Jonah Takagi, furniture designer

Jonah Takagi claims he has ADD, and he may be right. Since graduating from RISD in 2002, the Japanese-born, New England–bred, Washington D.C.–based designer has worked as a cabinetmaker, a full-time musician, a set builder for National Geographic docudramas, and a producer for an indie-rock kids’ show called Pancake Mountain. In the weeks leading up to this story, we talked about skinned cats, prosthetic kidneys, and smoking pot out of an art-school lecturer’s peg leg.

But Takagi’s work is anything but schizophrenic: In the past year, under the label Atelier Takagi, the designer has turned out a growing collection of tables, chairs, lamps, and shelves, mostly inspired by the mundane (Tinkertoys, wooden brooms), all elegant yet somehow tough at the same time — basically the kind of pieces that don’t go unnoticed for long. In January, Takagi was picked to show as part of an emerging designers’ showcase at the furniture trade fair IMM Cologne, and his American Gothic table was selected for a design show at Paris’s Gallery Triode. At next month’s International Contemporary Furniture Fair, he’ll debut that piece along with his colorfully corded Spun table lamp for Matter Made, the new in-house collection from New York design boutique Matter. He’s also the subject of his first major magazine profile and about to receive a sweet cash infusion from an emerging design award, granted jointly by the forthcoming trend site Stylus and Bernhardt Design. Not bad for a boy from the Beltway.

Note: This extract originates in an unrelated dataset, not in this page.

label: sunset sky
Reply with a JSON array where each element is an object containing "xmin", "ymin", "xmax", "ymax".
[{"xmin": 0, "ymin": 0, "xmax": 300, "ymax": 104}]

About that D.C. thing: “I came because of a girl,” he says. “I had been living in Portland, Oregon, and when it didn’t work out, I was kind of resentful. Portland was like utopia.” But the D.C. life has grown on Takagi, who has found a glut of talented fabricators up in Baltimore, and whose low overhead has enabled him to actually produce his own designs. He still works as a set designer for theater and film, and in that workshop he’s carved out a small place to build small prototypes on-site. Besides, he says, “Not that I need to feel special, but you do feel a little different in D.C. You go to Brooklyn, and there are a lot of people who look like me and are just as confused as I am about most everything. It’s a little weird.”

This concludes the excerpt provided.